In outpatient clinics, patients often come to the clinic because of insomnia, and there are also patients who often have nightmares during sleep. Some people will be surprised, is it a disease to have frequent nightmares? Do you also have to see a doctor when you have nightmares? It should be noted that normal dream activity is one of the important factors to ensure the normal vitality of the body, and nightmares are dream experiences that cause extreme uneasiness or panic. Nightmares may not only be related to psychological background, but may also indicate unhealthy physical and physiological conditions.

"Stimulation" is an important cause of dreams

Nightmares occur during sleep, which is an essential physiological process for maintaining the health of the body, and its importance is second only to breathing and heartbeat.

Normal human sleep has two phases, namely the "non-REM sleep (NREM) phase", in which most nerve cell activity decreases during the NREM phase and the "REM sleep (REM) phase", in which electrical brain activity is similar to that of wakefulness. In a normal person's one-night sleep, there are 4-6 NREM/REM cycles.

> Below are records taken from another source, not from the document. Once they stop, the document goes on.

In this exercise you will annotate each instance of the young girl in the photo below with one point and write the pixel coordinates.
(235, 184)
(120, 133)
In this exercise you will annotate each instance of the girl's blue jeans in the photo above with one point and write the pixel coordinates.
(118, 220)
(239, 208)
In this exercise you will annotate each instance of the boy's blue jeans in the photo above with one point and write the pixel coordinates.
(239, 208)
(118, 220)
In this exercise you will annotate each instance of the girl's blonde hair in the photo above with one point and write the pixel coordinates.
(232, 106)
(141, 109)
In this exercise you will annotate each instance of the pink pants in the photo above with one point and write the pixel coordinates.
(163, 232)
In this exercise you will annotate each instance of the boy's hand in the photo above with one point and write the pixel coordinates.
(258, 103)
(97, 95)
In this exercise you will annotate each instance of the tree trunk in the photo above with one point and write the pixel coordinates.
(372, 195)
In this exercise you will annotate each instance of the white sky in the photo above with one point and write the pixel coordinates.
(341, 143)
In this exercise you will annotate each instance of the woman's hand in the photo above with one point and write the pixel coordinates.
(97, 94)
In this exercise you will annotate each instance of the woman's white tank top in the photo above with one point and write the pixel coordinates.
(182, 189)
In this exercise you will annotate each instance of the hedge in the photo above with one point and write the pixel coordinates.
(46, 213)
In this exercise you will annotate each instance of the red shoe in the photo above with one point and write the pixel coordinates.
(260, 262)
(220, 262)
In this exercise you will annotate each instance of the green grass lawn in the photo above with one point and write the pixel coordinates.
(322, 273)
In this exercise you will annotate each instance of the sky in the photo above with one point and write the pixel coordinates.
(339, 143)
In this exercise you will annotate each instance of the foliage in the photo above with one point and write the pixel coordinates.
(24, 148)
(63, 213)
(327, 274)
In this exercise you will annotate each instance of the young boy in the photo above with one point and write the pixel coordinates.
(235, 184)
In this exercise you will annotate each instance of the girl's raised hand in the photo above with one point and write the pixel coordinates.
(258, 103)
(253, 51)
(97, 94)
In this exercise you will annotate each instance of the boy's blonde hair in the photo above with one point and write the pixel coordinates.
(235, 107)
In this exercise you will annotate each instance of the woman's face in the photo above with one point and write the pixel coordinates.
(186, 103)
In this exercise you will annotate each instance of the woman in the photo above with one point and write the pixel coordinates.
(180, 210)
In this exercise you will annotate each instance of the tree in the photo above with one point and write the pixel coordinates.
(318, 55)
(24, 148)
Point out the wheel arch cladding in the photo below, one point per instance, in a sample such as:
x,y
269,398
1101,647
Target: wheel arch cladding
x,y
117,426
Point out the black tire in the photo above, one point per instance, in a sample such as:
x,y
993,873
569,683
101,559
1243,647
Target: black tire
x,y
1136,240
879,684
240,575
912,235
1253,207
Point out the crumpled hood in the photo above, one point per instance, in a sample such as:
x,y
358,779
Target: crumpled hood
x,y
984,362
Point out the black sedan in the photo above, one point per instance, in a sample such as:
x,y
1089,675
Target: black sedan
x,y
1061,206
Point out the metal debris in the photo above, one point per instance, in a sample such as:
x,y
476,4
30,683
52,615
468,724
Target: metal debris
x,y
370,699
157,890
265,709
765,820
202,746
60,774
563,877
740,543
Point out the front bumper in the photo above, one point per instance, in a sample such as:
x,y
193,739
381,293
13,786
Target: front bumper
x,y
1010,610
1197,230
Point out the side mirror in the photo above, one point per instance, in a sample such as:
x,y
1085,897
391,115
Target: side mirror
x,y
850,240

Dreams are produced during sleep, when people sleep, brain cells enter a resting state, but some brain cells do not completely rest, weak stimulation will cause their activity and trigger dreams. Dreaming is a normal, essential physiological and psychological phenomenon, everyone dreams in their sleep every day, but some people remember clearly, some people can't remember clearly. The study found that 80% of people who were awakened during the rapid eye movement sleep (REM) phase were dreaming, and only 7% of those who were awakened during the non-RAPID EYE movement sleep (NREM) phase were dreaming.

Normal dream activity is one of the important factors to ensure the normal vitality of the body, and it is a way to coordinate the balance of the human psychological world. Nightmares are dream experiences that cause extreme uneasiness or panic. Dreams are diverse, and the factors for their formation are extremely complex, and it is generally believed that "stimulation" is an important cause of dreams. These stimuli include:

(1) External stimuli of the body, such as the rustling of wind-blown leaves to produce rainy dreams;

(2) The internal stimulation of the body, such as thirst, will dream of finding water to drink;

(3) The continuation of mental activity during the day, the so-called "day to think, night to dream";

(4) Memories of the past reappear in our dreams;

(5) The role of the subconscious.

In general, dreams are based on physical physiology and set against the background of individual psychology, which is a reflection of objective reality. In addition to the psychological background, nightmares also indicate unhealthy physical and physiological conditions. Thus nightmares can be a manifestation of physiological abnormalities or diseases, such as increased or slowed heart rate, cerebral ischemia and hypoxia, local brain lesions, depression, anxiety, etc. caused by nightmares; it can also be a disease state, or indicate the pathogenesis of certain diseases.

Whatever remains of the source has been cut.